Life's hard enough for retail employees.

Well, that, and with my luck, she'd find the one retail clerk who was a corporate-drone-hopeful that would defend the practice, and then I'm stuck bailing my wife out of jail *and* figuring out where to send flowers.

Comment Re:Yeah ok (Score 4, Interesting) 254

As someone who knows three people who were Windows-10'd against their will, telling them to waste x hundred hours of time trying to get compensation for the dozen hours (or $200) it took for them or someone else to undo the damage seems a little... counterproductive.

However, when we passed a Microsoft store advertising the Windows 10 upgrade, I did have to stop my wife (one of the victims) from barging in there and giving the staff a piece of her mind.

Comment Re: Of course not. (Score 2) 432

> Take that, along with some scary findings that the US's "PRODUCE MORE NOW! WITH LESS THAN YOU DID LAST QUARTER, OBEY OR BE FIRED! DO NOT DARE ASK FOR MORE THAN THE 1-WEEK OF VACATION ALLOTED TO YOU! CORPORATE HAS SPOKEN!" culture produces unbearable levels of stress, which increases risk for depression.

Well, there's the small problem that the US (and the rest of the industrialized world) has a standard of living many times the rest of the world. To sustain that, we need to be many times more productive than the rest of the world. And that is becoming harder and harder.

We're going crazy trying to stave off the Great Reckoning, when the developed world median income falls into place with the rest of the world. So, yeah, we're a little stressed. Who wouldn't be? But personally, I don't blame anybody but myself. Once we accept we can't stop water from flowing downhill, and accept a 75% drop in income, (and survive the stress from *that*), the pressure to produce 4x what everyone else in the world produces will be off.

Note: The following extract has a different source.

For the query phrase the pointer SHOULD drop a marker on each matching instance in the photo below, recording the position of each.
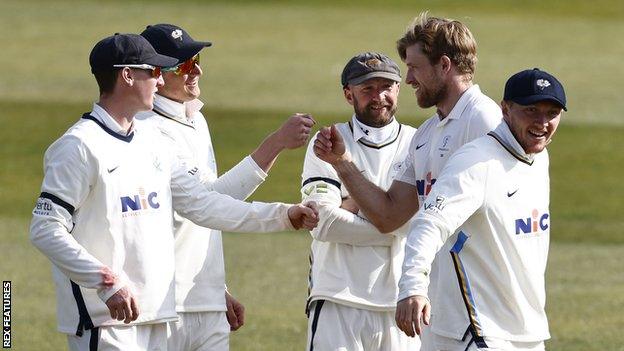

And yet... somehow, I keep fighting that day, pushing it off for just one more year, mental health be damned.

Comment Re:What should he do instead? (Score 1) 71

> If you accept the premise that there's a problem* then isn't this exactly the right thing to do?

You are correct *if* there are no associated trade-offs.

But there are *always* trade-offs.

The only interesting question is whether the benefits (fewer children doing things that in some fraction of the cases have significant long-term consequences) is worth the costs (creation of infrastructure to real-time censor images, etc.)

It's not all that different from what asking what costs are acceptable for reducing the level of teenage drinking and driving, another activity that some children are prone to that can also occasionally have disastrous consequences.

Comment Re:Realization... (Score 1) 280

Dear God, you are so right.

Lotus 123 macros were my introduction to the fact that "tools that you don't have to be a programmer to use" actually means "tools that end up being *immensely* more complex than any computer program because we don't actually give you the constructs to program sanely".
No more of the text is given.